The concept of user pays is well entrenched in New
Zealand. People mostly accept that if
you benefit from something, then you pay for it. Interestingly, when it comes to infrastructure,
users and those who benefit aren’t necessarily the same.
In my opinion, all New Zealanders generally benefit -
directly or indirectly -from improvements in infrastructure and therefore the
costs should be shared among us all.
This isn’t a widely held viewpoint.
For instance, many people who live outside Auckland
object to paying for Auckland roading.
They fail to appreciate that, although they don’t directly use Auckland
roads, they would benefit from improved roads in the region.
Most of New Zealand’s petrol and diesel comes from the
Marsden Point Refinery in Whangarei and is transported by road to Auckland for
distribution around the country.
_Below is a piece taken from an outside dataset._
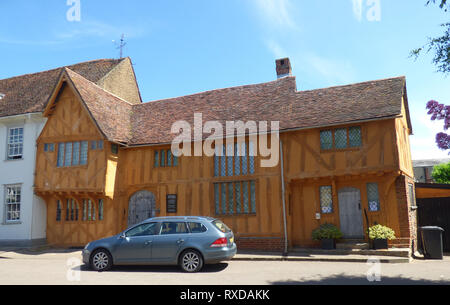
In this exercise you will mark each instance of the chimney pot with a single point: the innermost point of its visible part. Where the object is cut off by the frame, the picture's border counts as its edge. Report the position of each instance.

It
makes economic sense that the faster we can move petrol (and other goods)
around the country, the lower the cost everywhere. So logically, because
everyone benefits from cheaper petrol and other goods, it makes sense that everyone
should contribute to Auckland roading.
It’s been estimated that a sensible roading network in
Auckland could increase productivity by 10% due to reduced travelling
times. With one-third of the population
living in Auckland, this would increase the productivity of the country by
3.33% overall. Clearly, that benefits all New Zealanders.
All New Zealanders benefit from tourism, which is a
huge revenue source for our country.
Te Anau is the gateway to the extraordinary Milford
Sound which attracts many international tourists annually. Te Anau’s population is about 2000. However over summer, the population trebles
and an additional 4000 beds are required for visitors.
Tourism is important for the economies of both Te Anau
and New Zealand. But it would be
difficult for Te Anau’s 2000 people to pay for and support infrastructure for
6,000 people - as it is for the many other communities who are gateways to our
landmark tourism areas. Because we all
benefit from the revenue that tourism generates, shouldn’t we all contribute to
the infrastructure required to support access to these places?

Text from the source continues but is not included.